Search code examples
javafilesystemsportability

Check if files under a root are named in a portable way


I want to check if all the files in a given folder have portable names or if they have some unfortunate names that may make impossible to represent the same file structure on various file systems; I want to at least support the most common cases. For example, on Windows, you can not have a file called aux.txt, and file names are not case sensitive. This is my best attempt, but I'm not an expert in operative systems and file systems design. Looking on wikipedia, I've found 'incomplete' lists of possible problems... but... how can I catch all the issues? Please, look to my code below and see if I've forgotten any subtle unfortunate case. In particular, I've found a lot of 'Windows issues'. Is there any Linux/Mac issue that I should check for?

class CheckFileSystemPortable {
  Path top;
  List<Path> okPaths=new ArrayList<>();
  List<Path> badPaths=new ArrayList<>();
  List<Path> repeatedPaths=new ArrayList<>();

  CheckFileSystemPortable(Path top){
    assert Files.isDirectory(top);
    this.top=top;

    try (Stream<Path> walk = Files.walk(top)) {//the first one is guaranteed to be the root
      walk.skip(1).forEach(this::checkSystemIndependentPath);
    } catch (IOException e) {
      throw new Error(e);
    }

    for(var p:okPaths) {
      checkRepeatedPaths(p);
    }

    okPaths.removeAll(repeatedPaths);
  }

  private void checkRepeatedPaths(Path p) {
    var s=p.toString();
    for(var pi:okPaths){
      if (pi!=p && pi.toString().equalsIgnoreCase(s)) {
        repeatedPaths.add(pi);
      }
    }
  }

//incomplete list from wikipedia below:
//https://en.wikipedia.org/wiki/Filename#Reserved_characters_and_words
  private static final List<String>forbiddenWin=List.of(
    "CON", "PRN", "AUX", "CLOCK$", "NUL",
    "COM0", "COM1", "COM2", "COM3", "COM4", "COM5", "COM6", "COM7", "COM8", "COM9",
    "LPT0", "LPT1", "LPT2", "LPT3", "LPT4", "LPT5", "LPT6", "LPT7", "LPT8", "LPT9",
    "LST", "KEYBD$", "SCREEN$", "$IDLE$", "CONFIG$", 
    "$Mft", "$MftMirr", "$LogFile", "$Volume", "$AttrDef", "$Bitmap", "$Boot",
    "$BadClus", "$Secure", "$Upcase", "$Extend", "$Quota", "$ObjId", "$Reparse"
    );

  private void checkSystemIndependentPath(Path path) {
    String lastName=path.getName(path.getNameCount()-1).toString();
    String[] parts=lastName.split("\\.");

    var ko = forbiddenWin.stream()
        .filter(f -> Stream.of(parts).anyMatch(p->p.equalsIgnoreCase(f)))
        .count();

    if(ko!=0) {
      badPaths.add(path);
    } else {
      okPaths.add(path);
    }
  }
}

Solution

  • If I understand your question correctly and by reading the Filename wikipedia page, portable file names must:

    • Be posix compliant. Eg. alpha numeric ascii characters and _, -
    • Avoid windows and DOS device names.
    • Avoid NTFS special names.
    • Avoid special characters. Eg. \, |, /, $ etc
    • Avoid trailing space or dot.
    • Avoid filenames begining with a -.
    • Must meet max length. Eg. 8-bit Fat has max 9 characters length.
    • Some systems expect an extension with a . and followed by a 3 letter extension.

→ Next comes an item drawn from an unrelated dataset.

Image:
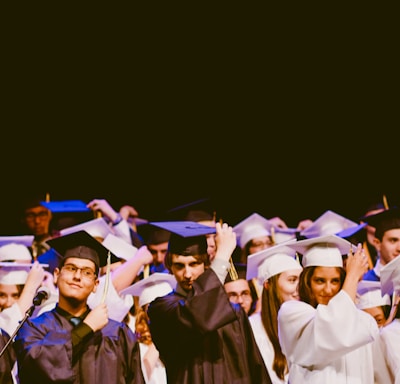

    With all that in mind checkSystemIndependentPath could be simplified a bit, to cover most of those cases using a regex.

    For example, POSIX file name, excluding special devices, NTFS, special characters and trailing space or dot:

    private void checkSystemIndependentPath(Path path){
        String reserved = "^(CON|PRN|AUX|NUL|COM[1-9]|LPT[1-9])(\\..*)*$";
        String posix = "^[a-zA-Z\\._-]+$";
        String trailing = ".*[\s|\\.]$";
        int nameLimit = 9;
    
        String fileName = path.getFileName().toString();
    
        if (fileName.matches(posix) &&
                !fileName.matches(reserved) &&
                !fileName.matches(trailing) &&
                fileName.length() <= nameLimit) {
            okPaths.add(path);
        } else {
            badPaths.add(path);
        }
    }
    

    Note that the example is not tested and doesn't cover edge conditions. For example some systems ban dots in a directory names. Some system will complain about multiple dots in a filename.